Now, M87* has another reason to grab headlines after scientists were able to measure the jets with the Chandra X-ray Observatory. Previously known as the Advanced X-ray Astrophysics Facility, the Chandra X-ray Observatory is a telescope on a space shuttle that specifically measures X-ray emission from the hottest regions of the universe such as exploded stars, clusters of galaxies, and matter around black holes.
“This is the first time such extreme speeds by a black hole’s jet have been recorded using X-ray data,” said Ralph Kraft of the Harvard-Smithsonian Center for Astrophysics.
What is particularly exciting about the findings is that they confirm that the jets are shooting out jets of particles. Though scientists had previously seen the jets at high speeds from black holes, they had previously thought they could be shock waves.
“Our work gives the strongest evidence yet that particles in M87*’s jet are actually traveling at close to the cosmic speed limit,” said co-author Brad Snios, also of the CfA.
“It’s like the Event Horizon Telescope is giving a close-up view of a rocket launcher,” said the CfA’s Paul Nulsen, another co-author of the study, “and Chandra is showing us the rockets in flight.”
Another exciting aspect of the findings is that it shows superluminal motion.
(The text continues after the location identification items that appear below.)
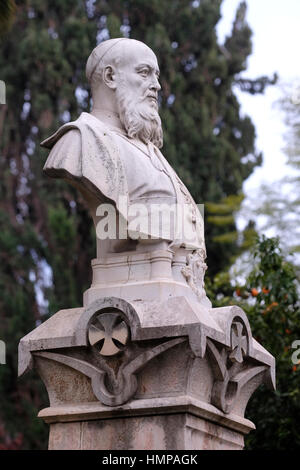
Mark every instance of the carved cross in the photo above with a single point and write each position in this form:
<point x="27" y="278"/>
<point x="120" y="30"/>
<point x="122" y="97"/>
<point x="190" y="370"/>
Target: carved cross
<point x="109" y="332"/>
<point x="238" y="343"/>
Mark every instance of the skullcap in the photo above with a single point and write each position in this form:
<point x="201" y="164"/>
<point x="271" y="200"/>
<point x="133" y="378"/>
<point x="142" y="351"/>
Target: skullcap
<point x="98" y="54"/>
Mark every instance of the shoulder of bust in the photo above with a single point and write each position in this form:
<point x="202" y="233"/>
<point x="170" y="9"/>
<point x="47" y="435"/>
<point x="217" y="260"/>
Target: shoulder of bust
<point x="73" y="129"/>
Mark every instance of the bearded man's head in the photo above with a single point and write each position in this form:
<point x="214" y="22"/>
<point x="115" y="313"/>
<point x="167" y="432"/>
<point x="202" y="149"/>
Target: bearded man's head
<point x="130" y="68"/>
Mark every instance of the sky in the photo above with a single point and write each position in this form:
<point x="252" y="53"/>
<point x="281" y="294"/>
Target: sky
<point x="276" y="39"/>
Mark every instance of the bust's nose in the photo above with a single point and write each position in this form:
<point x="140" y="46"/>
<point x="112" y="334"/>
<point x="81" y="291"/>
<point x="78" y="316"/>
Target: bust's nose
<point x="155" y="85"/>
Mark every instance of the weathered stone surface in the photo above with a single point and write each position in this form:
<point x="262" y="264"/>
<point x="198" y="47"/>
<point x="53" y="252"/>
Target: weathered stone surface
<point x="146" y="363"/>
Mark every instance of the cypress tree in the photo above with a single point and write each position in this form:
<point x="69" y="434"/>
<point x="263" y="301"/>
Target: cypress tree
<point x="45" y="226"/>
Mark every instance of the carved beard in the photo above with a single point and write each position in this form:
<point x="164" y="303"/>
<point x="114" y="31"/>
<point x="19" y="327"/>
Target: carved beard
<point x="140" y="120"/>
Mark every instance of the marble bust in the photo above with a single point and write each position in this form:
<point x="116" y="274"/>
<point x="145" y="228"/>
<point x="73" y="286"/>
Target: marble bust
<point x="113" y="152"/>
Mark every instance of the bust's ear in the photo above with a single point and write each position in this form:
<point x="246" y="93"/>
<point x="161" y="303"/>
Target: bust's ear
<point x="109" y="77"/>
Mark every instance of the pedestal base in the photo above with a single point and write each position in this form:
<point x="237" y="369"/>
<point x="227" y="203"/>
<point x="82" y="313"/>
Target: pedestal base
<point x="182" y="423"/>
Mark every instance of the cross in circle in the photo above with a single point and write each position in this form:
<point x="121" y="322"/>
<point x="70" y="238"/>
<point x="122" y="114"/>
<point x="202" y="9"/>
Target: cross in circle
<point x="109" y="333"/>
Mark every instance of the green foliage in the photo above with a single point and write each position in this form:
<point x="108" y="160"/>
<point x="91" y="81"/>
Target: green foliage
<point x="7" y="12"/>
<point x="42" y="62"/>
<point x="270" y="297"/>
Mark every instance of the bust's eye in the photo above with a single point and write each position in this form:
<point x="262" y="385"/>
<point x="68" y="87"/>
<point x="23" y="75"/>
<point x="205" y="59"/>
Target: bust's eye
<point x="144" y="72"/>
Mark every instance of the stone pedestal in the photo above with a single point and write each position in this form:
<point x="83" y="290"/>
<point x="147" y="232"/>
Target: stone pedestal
<point x="170" y="373"/>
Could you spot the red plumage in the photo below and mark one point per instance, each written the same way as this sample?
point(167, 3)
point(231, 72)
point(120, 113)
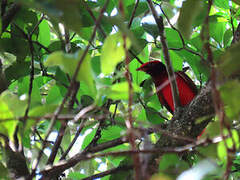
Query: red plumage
point(186, 87)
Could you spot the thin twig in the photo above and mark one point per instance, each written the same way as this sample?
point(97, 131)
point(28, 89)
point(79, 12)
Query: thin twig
point(81, 126)
point(57, 143)
point(181, 37)
point(129, 121)
point(59, 109)
point(58, 168)
point(108, 172)
point(218, 103)
point(133, 14)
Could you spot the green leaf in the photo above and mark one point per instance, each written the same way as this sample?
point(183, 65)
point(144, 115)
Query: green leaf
point(173, 38)
point(54, 96)
point(6, 112)
point(168, 161)
point(44, 33)
point(17, 70)
point(68, 64)
point(153, 116)
point(237, 1)
point(189, 11)
point(222, 3)
point(231, 102)
point(76, 175)
point(113, 52)
point(229, 61)
point(152, 29)
point(15, 105)
point(88, 138)
point(120, 91)
point(227, 37)
point(217, 31)
point(110, 133)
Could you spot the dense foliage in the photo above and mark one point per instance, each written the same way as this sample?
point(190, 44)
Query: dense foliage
point(72, 104)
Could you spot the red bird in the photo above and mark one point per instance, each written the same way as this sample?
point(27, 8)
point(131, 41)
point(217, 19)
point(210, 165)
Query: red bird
point(186, 87)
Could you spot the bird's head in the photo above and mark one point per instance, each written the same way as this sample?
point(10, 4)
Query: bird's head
point(153, 68)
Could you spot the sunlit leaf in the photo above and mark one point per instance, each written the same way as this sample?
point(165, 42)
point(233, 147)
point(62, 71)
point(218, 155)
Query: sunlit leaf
point(44, 33)
point(152, 29)
point(9, 112)
point(153, 116)
point(229, 61)
point(89, 137)
point(237, 1)
point(68, 64)
point(222, 3)
point(199, 170)
point(120, 91)
point(231, 102)
point(189, 11)
point(113, 52)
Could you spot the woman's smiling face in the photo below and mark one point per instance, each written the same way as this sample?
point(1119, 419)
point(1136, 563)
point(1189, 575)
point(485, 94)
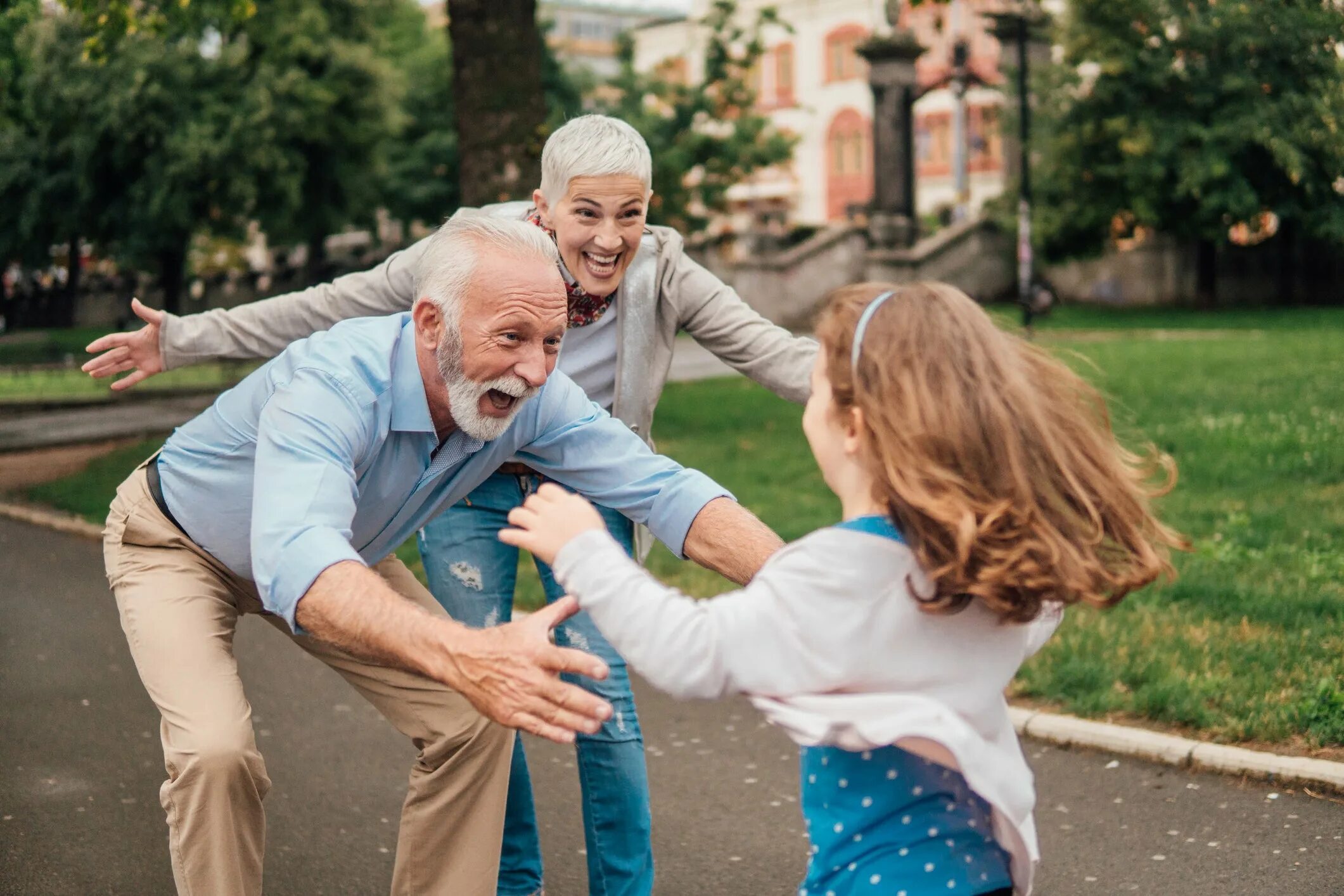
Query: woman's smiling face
point(598, 225)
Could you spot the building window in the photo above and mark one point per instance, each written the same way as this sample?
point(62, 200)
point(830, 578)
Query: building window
point(848, 163)
point(672, 70)
point(933, 144)
point(842, 58)
point(784, 74)
point(985, 140)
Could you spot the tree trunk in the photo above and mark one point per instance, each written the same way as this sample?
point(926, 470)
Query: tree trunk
point(497, 96)
point(1288, 262)
point(315, 269)
point(172, 266)
point(1206, 273)
point(66, 316)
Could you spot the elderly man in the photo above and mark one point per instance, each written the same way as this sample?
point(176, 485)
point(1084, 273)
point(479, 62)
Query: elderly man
point(630, 289)
point(288, 497)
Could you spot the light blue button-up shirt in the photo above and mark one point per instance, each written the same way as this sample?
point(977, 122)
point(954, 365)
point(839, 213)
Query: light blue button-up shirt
point(328, 453)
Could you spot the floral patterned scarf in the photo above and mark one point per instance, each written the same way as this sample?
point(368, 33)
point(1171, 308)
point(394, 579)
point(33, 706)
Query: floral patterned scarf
point(584, 308)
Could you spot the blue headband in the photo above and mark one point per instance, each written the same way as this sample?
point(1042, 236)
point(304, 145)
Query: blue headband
point(863, 326)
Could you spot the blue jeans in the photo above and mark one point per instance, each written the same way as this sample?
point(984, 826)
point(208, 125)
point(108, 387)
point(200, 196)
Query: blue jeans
point(473, 574)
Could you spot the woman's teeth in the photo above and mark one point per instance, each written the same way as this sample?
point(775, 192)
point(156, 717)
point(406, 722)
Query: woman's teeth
point(601, 265)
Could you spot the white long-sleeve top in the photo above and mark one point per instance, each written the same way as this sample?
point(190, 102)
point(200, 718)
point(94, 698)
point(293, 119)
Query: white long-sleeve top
point(829, 643)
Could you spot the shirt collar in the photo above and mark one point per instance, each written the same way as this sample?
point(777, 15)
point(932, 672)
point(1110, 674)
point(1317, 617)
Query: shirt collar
point(410, 407)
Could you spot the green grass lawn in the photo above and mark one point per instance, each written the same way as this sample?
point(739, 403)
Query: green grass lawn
point(1246, 645)
point(72, 385)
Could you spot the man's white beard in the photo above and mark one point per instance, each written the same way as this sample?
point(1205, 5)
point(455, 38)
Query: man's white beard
point(464, 394)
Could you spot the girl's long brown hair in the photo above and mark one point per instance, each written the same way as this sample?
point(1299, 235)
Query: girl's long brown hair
point(995, 460)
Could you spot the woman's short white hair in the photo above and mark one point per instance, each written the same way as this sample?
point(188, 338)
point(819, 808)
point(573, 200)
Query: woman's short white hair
point(593, 147)
point(451, 254)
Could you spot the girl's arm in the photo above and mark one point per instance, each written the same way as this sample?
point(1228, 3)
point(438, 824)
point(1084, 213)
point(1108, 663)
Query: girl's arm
point(769, 639)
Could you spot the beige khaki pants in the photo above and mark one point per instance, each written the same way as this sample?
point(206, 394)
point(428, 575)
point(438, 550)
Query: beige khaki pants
point(179, 609)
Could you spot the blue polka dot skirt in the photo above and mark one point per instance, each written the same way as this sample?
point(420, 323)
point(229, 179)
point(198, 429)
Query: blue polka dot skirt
point(890, 822)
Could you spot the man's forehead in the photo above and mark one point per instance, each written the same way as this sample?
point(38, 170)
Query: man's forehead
point(514, 286)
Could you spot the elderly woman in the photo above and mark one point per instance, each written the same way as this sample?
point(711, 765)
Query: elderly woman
point(630, 289)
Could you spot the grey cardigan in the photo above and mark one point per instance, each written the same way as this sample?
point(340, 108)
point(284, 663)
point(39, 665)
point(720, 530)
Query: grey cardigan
point(683, 296)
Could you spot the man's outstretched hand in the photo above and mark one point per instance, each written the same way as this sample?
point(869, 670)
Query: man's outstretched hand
point(136, 352)
point(509, 675)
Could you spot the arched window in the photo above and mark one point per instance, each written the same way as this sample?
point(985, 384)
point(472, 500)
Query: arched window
point(842, 60)
point(784, 74)
point(848, 163)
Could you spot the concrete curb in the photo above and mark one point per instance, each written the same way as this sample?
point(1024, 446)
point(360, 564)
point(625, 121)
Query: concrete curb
point(57, 520)
point(1065, 731)
point(1069, 731)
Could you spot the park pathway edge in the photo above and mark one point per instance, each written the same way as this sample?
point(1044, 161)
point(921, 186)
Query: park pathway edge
point(1065, 731)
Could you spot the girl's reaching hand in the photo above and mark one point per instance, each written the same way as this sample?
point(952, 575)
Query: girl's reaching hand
point(547, 520)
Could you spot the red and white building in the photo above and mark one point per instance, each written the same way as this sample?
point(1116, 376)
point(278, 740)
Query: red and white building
point(814, 84)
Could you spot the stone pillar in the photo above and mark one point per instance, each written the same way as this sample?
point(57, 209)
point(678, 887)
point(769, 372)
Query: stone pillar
point(892, 74)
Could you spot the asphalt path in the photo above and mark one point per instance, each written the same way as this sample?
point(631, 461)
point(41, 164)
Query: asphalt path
point(80, 774)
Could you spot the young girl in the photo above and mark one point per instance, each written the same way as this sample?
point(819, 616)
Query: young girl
point(982, 492)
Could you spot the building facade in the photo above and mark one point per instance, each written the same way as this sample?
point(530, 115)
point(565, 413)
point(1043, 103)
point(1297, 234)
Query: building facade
point(814, 84)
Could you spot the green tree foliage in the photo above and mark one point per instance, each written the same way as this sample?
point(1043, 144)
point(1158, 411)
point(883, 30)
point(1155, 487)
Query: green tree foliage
point(106, 23)
point(421, 182)
point(1190, 117)
point(331, 103)
point(136, 152)
point(705, 136)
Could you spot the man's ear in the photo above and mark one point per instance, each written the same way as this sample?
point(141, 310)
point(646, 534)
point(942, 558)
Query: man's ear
point(543, 207)
point(429, 323)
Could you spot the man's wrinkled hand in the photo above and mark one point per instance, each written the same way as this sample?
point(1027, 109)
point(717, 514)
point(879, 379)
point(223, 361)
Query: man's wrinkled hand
point(511, 675)
point(549, 520)
point(136, 351)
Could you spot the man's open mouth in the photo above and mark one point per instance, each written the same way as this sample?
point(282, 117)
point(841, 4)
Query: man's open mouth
point(501, 400)
point(601, 266)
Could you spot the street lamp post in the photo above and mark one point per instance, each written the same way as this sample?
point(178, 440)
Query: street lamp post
point(1022, 27)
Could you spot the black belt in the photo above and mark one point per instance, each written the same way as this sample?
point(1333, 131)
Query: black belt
point(157, 490)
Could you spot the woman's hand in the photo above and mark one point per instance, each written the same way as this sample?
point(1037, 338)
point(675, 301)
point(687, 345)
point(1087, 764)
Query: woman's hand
point(547, 520)
point(136, 352)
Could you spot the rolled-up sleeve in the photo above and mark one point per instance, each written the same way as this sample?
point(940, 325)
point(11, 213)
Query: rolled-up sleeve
point(582, 446)
point(309, 434)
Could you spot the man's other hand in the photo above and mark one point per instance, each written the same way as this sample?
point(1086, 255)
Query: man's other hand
point(509, 674)
point(136, 352)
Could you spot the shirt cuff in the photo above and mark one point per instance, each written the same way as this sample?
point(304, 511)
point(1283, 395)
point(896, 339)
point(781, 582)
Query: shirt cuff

The scientific phenomenon occurs when objects look like they are moving faster than light — even though that is impossible.
“One of the unbreakable laws of physics is that nothing can move faster than the speed of light,” continued Snios.
“We haven’t broken physics, but we have found an example of an amazing phenomenon called superluminal motion.”
The jet of material is moving so quickly because as a black hole sucks in material, the material swirls around to create an accretion disk. Though much of the material will enter the black hole due to its incredible force of gravity, some will instead be ejected out like a slingshot.
Meanwhile, scientists are still reeling from the discovery last month of the largest black hole ever recorded. As covered by The Inquisitr, it is estimated to be around 40 billion times the mass of the sun.